Meski demikian, pemegang atau pemilik hak cipta tetap berkuasa atas penyerahan pengelolaan royalti itu ke LMK. Ini merujuk pada Pasal 1 angka 22 juncto Pasal 88 Ayat 2 Huruf b UU Hak Cipta. Adapun di Pasal 9 Ayat 2 UU Hak Cipta, setiap orang yang melaksanakan hak ekonomi, seperti yang Once lakukan dengan menyanyikan lagu Dewa 19 harus mendapat izin pencipta atau pemegang hak cipta.

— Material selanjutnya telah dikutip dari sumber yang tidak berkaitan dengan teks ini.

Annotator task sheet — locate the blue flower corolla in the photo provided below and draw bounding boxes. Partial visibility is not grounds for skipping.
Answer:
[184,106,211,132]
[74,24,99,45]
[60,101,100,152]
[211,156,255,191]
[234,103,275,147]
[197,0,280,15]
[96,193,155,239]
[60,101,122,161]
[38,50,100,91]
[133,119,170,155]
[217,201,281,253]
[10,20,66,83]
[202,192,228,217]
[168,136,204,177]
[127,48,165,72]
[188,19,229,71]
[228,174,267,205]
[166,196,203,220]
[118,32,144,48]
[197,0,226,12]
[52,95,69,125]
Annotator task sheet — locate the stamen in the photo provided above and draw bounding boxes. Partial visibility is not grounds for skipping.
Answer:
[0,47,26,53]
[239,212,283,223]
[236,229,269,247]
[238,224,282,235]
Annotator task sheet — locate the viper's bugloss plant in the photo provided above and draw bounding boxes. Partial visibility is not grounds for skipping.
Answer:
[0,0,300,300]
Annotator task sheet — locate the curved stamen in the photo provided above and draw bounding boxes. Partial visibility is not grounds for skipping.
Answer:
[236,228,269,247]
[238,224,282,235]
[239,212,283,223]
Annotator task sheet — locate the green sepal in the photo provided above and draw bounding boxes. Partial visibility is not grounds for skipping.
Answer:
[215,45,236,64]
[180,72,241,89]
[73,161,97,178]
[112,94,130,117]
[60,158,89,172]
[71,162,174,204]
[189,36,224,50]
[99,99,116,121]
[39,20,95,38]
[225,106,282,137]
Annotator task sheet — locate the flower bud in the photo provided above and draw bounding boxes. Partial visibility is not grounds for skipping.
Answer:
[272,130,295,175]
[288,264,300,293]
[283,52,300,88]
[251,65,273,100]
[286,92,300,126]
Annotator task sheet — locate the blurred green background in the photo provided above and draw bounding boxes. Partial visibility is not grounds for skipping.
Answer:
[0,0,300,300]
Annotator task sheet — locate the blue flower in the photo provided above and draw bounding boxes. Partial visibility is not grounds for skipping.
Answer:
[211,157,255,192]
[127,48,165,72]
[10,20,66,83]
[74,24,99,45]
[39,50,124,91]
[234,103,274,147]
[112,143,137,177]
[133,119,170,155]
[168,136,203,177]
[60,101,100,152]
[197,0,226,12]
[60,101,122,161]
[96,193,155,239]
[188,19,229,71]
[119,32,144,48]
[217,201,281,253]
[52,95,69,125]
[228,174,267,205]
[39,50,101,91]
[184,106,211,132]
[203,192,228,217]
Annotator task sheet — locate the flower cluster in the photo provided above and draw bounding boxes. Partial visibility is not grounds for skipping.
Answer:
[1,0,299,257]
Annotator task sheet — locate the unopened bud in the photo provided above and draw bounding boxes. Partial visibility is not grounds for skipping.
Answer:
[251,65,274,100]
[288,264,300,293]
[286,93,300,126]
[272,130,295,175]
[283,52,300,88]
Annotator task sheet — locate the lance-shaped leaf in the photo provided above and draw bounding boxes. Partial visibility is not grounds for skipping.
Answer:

Sengketa dua musisi itu kian menguatkan pendapat Tim Pengawas Lembaga Manajemen Kolektif Nasional (LMKN) tentang pentingnya peningkatan sosialisasi UU Hak Cipta. Pendapat lembaga yang bertugas mengawasi badan hukum nirlaba penghimpun dan pendistribusi royalti yang diamanahkan pencipta/pemegang hak cipta itu cukup beralasan.
”Agar semua yang berkepentingan memahami keseluruhan isi dengan benar dan apa adanya bahwa tidak ada pertentangan antarpasal,” kata salah satu anggota Tim Pengawas LMKN, Candra Darusman, saat dihubungi, Rabu (21/6/2023).
Candra berpendapat, dalam kisruh dua musisi ini, hak ekonomi untuk mengumumkan yang dituntut pencipta lagu sudah dipenuhi dengan adanya pembayar royalti, apalagi hak moralnya tidak dilanggar. Pasal 23 Ayat 5 tersebut dapat diposisikan sebagai 'eksepsi' atau pengecualian dalam UU Hak Cipta.
Eksepsi ini membuat hak mengumumkan pencipta direduksi menjadi hak mendapatkan remunerasi. Hak mendapatkan remunerasi atau pembayaran royalti yang sepaket dengan pemberian izin, memudahkan penghimpunan royalti menjalankan hak mengumumkan secara satu pintu.
”Eksepsi dan pengaturan seperti di atas tidaklah aneh dalam UU Hak Cipta untuk memanajemen penghimpunan royalti dan dapat dikonfirmasi oleh otoritas terkait di bawah Kemenkumham. Hanya saja, perlu juga dirumuskan secara sangat seksama mengapa, dan dalam situasi khusus bagaimana, izin perlu dikedepankan terlebih dahulu dalam ’paket’ yang dimaksud tadi,” ujar Candra.
Jika perseteruan tersebut masih terjadi di antara dua musisi itu, ia meminta masalah itu diselesaikan di luar hukum. Salah satunya secara musyawarah dan etika pergaulan antarsesama musisi.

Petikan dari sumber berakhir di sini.